Upon accepting the award, Morey shared a few brief comments with the audience of about 100 attendees, who were assembled in a commons area at the Kenosha County Job Center.

Morey said the collaborative spirit within PSN and throughout the community has been an important part of growing the resources needed to ensure children and families receive critical assistance as needed.

“We all know it’s about the children and keeping them strong,” Morey said. “I appreciate this so much. Thank you all very much.”

The committee’s annual award is named in honor of Reyes, a Kenosha County social worker who was murdered in 1990 in connection with her work. Honorees such as Morey are credited with continuing in Reyes’ footsteps, promoting excellence in child abuse and neglect prevention.

Honorees of the Reyes award are recognized through a nomination process. Committee members noted some of the comments nominators gave to Morey. She was cited in the paperwork for holding steadfast to her mission, demonstrating strong leadership and working selflessly.

County Executive Jim Kreuser was unable to attend the ceremony, but did issue a proclamation.
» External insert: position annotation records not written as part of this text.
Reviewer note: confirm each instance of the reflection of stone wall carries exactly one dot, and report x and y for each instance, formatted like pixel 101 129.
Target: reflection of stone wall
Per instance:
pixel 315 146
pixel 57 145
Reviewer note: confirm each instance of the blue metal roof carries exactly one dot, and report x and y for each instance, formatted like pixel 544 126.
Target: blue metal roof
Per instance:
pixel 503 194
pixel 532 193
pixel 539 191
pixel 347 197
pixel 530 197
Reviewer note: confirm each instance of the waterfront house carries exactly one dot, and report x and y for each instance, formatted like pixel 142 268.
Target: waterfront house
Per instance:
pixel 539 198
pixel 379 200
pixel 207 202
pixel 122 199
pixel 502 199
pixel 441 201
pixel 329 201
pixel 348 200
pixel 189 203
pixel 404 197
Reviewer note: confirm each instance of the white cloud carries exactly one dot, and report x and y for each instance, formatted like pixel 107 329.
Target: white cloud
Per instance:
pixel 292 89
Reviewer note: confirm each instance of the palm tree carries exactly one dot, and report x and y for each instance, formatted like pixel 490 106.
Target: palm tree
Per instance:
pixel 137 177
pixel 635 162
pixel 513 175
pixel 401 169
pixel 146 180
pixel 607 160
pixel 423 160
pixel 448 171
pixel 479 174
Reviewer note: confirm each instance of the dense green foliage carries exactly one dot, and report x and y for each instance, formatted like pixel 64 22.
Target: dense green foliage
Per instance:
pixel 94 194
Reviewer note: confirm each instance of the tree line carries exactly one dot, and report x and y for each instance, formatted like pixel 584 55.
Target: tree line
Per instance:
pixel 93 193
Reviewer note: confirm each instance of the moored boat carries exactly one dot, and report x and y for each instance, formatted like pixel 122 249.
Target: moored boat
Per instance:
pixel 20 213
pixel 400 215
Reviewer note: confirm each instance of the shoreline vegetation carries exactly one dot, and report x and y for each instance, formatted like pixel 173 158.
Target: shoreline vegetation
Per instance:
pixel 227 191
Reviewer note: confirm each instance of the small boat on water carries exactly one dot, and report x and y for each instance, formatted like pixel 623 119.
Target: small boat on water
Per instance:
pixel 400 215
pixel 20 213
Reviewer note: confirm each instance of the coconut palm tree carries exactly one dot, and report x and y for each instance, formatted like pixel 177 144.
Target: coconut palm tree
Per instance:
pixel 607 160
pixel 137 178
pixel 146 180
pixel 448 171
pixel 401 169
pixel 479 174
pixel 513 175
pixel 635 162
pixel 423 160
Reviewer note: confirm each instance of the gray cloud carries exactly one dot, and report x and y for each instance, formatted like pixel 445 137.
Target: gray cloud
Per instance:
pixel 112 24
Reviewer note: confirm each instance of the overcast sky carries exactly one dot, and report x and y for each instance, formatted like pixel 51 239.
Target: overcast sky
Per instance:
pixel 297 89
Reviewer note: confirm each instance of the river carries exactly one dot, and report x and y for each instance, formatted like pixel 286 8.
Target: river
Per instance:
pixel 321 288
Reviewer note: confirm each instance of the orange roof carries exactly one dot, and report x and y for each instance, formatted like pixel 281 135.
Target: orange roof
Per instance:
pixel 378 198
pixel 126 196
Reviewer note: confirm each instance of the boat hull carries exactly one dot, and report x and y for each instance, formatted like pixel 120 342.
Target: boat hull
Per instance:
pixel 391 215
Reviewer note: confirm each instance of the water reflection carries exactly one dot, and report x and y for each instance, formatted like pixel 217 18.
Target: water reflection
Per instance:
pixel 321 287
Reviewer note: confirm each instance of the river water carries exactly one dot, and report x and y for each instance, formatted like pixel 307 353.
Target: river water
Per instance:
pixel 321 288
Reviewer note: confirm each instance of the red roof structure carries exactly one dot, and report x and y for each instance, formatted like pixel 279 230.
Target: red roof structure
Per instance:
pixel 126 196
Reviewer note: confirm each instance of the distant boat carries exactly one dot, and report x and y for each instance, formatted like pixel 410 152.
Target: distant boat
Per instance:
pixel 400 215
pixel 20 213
In it, Kreuser called on everyone — including medical providers and the faith community — to work in tandem and strive toward eradicating child abuse.

Also on hand at the ceremony was Emilie Amundson, state Department of Children and Families secretary.

She said the state’s child welfare crisis is one of her top priorities, alongside the opioid epidemic.

In her address to the group, she said there are corners of the state that lack adequate resources for support services benefiting the youngest members of the population.

“Increasing access to quality childcare — it’s a critical issue,” she said.